La baisse de la qualité de l'eau et le changement du climat sont des enjeux majeurs, mais il est «essentiel de freiner le développement économique qui menace la résistance de la barrière de corail», a déclaré l'UNESCO.

Le comité a menacé de classer le site «en danger» si certains des plus grands projets n'étaient pas abandonnés, accordant huit mois à l'Australie pour adopter une charte de développement plus soutenable.

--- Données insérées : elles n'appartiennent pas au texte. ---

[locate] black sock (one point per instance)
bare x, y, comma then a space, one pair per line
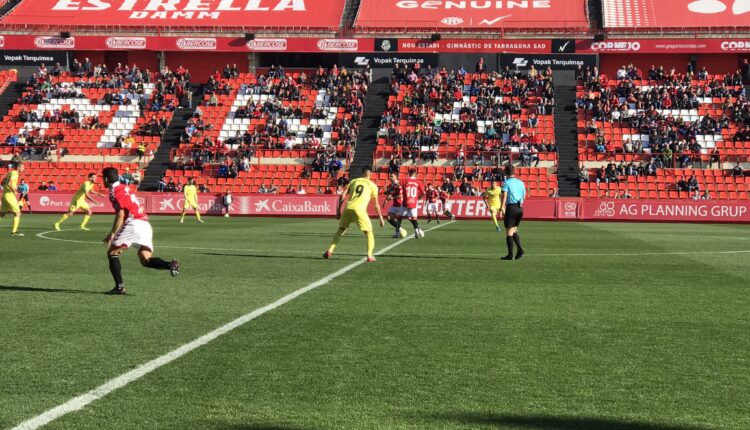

Le ministre australien de l'Environnement Tony Burke a reconnu que la barrière de corail était exposée «aux  risques du changement climatique et à l'impact du développement côtier» et que Canberra en était «tout à fait conscient».

«Malgré la complexité de ces questions, nous sommes déterminés à y faire face en prenant une série de dispositions sur la côte et l'environnement marin», a ajouté M. Burke.

Campbell Newman, le premier ministre de l'État du Queensland, qui est localement responsable de la barrière, a rappelé lui que sa région vivait de l'exploitation du charbon et qu'il n'était pas question de mettre en danger l'avenir économique du Queensland, mais qu'il protégerait l'environnement.

Les défenseurs de l'environnement ont appelé à une prise de conscience du gouvernement, l'Australian Conservation Foundation (ACF) considérant que le risque d'être épinglé par l'UNESCO serait une «honte nationale» pour le pays.

Une mission de l'UNESCO venue en mars estimer l'impact du projet d'exploitation de gaz naturel sur l'île Curtis a conclu à des conséquences sérieuses pour l'environnement du boom «sans précédent» du développement minier.

Le port de Gladstone -un hub pour l'exportation du charbon vers le Japon, l'Inde, la Corée du Nord et la Chine- a entrepris d'énormes travaux d'expansion qui selon les défenseurs de l'environnement, détruise la vie marine.

L'UNESCO a estimé que les mesures environnementales prises par le gouvernement à Gladstone et sur l'île Curtis, avec un projet de LNG visant une production annuelle de 12 millions de tonnes, étaient nettement insuffisantes pour protéger le récif.

M. Burke a admis qu'il y avait des «décisions significatives» à prendre concernant l'avenir de la barrière de corail, mais a rappelé que certains projets inquiétant l'UNESCO avaient été revus à la baisse depuis leur visite.